Hoe stop je deze cirkel? Ten eerste, stop met positief denken en start met eerlijk denken. Positieve denkers zijn de grootste magische denkers. Je hebt helemaal niks aan gedachten als ‘het komt allemaal wel goed’. Los problemen nu op, ga nu achter die targets aan en ben proactief.
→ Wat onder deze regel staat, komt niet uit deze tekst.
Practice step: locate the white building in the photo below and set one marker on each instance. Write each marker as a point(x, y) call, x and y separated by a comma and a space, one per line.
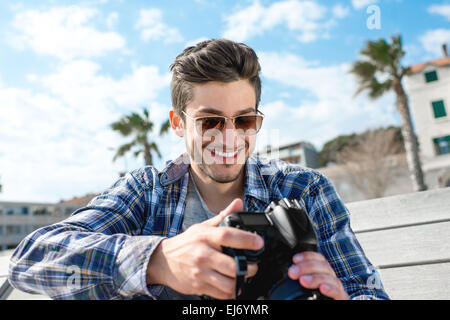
point(302, 153)
point(428, 89)
point(18, 219)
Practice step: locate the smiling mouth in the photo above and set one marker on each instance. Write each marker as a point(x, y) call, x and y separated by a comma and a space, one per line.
point(225, 155)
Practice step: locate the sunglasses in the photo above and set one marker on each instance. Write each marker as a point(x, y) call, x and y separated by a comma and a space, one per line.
point(248, 125)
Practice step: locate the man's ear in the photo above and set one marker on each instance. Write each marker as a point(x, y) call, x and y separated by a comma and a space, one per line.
point(176, 123)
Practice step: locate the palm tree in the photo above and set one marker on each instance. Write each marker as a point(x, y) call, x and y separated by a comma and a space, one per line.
point(140, 126)
point(380, 71)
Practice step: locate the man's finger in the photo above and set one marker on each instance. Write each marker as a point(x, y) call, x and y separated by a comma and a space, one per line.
point(235, 206)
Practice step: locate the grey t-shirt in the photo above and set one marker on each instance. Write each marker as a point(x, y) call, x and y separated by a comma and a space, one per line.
point(196, 211)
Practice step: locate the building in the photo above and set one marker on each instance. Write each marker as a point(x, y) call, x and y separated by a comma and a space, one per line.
point(301, 153)
point(428, 89)
point(18, 219)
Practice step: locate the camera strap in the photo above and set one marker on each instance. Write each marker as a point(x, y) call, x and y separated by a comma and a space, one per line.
point(241, 272)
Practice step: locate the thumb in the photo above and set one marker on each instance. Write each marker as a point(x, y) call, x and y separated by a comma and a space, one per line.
point(235, 206)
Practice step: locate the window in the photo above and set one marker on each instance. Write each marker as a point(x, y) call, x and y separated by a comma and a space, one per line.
point(439, 109)
point(442, 145)
point(431, 76)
Houd op met te geloven in eenhoorns, toverspreuken en dat er altijd een mooi einde is.
Download de eerste vijf hoofdstukken van Straight-Line Leadership
Kennis maken met de basis van Straight-Line Leadership? Download dan de eerste vijf hoofdstukken van het boek.
3. Een onzichtbare zwakke ‘inner stance’
Als het niet ligt aan angst of magisch denken, komt uitstelgedrag doordat je iets van jezelf (nog) niet ziet. Je hebt onwerkbare patronen draaien, maar bent je daar niet van bewust. Je innerlijke positie, oftewel je ‘inner stance’, is ineffectief op een manier die voor jou onzichtbaar is.
Misschien heb je een vervormd beeld van wie je bent, wat je tegenhoudt om in actie te komen. Denk aan een ondernemer die komt vanuit: ik ben tolerant. Die ondernemer zal een slecht functionerende medewerker niet willen aanspreken op zijn gedrag. In feite is hij te tolerant en wil hij geen confrontaties aangaan, maar zelf ziet hij dat niet. Hij stelt het gesprek dus maar uit.
Het is niet makkelijk om te zien waar je een onzichtbare zwakke inner stance hebt. Een leider kijkt echter altijd naar dat wat hij nog niet ziet. Als leider ben je altijd bewust van het feit dat er veel is dat je simpelweg niet weet. Sterker nog, je gaat bewust op zoek naar nog onbekende werelden. Het werk van een leider bevindt zich juist op onbekend terrein.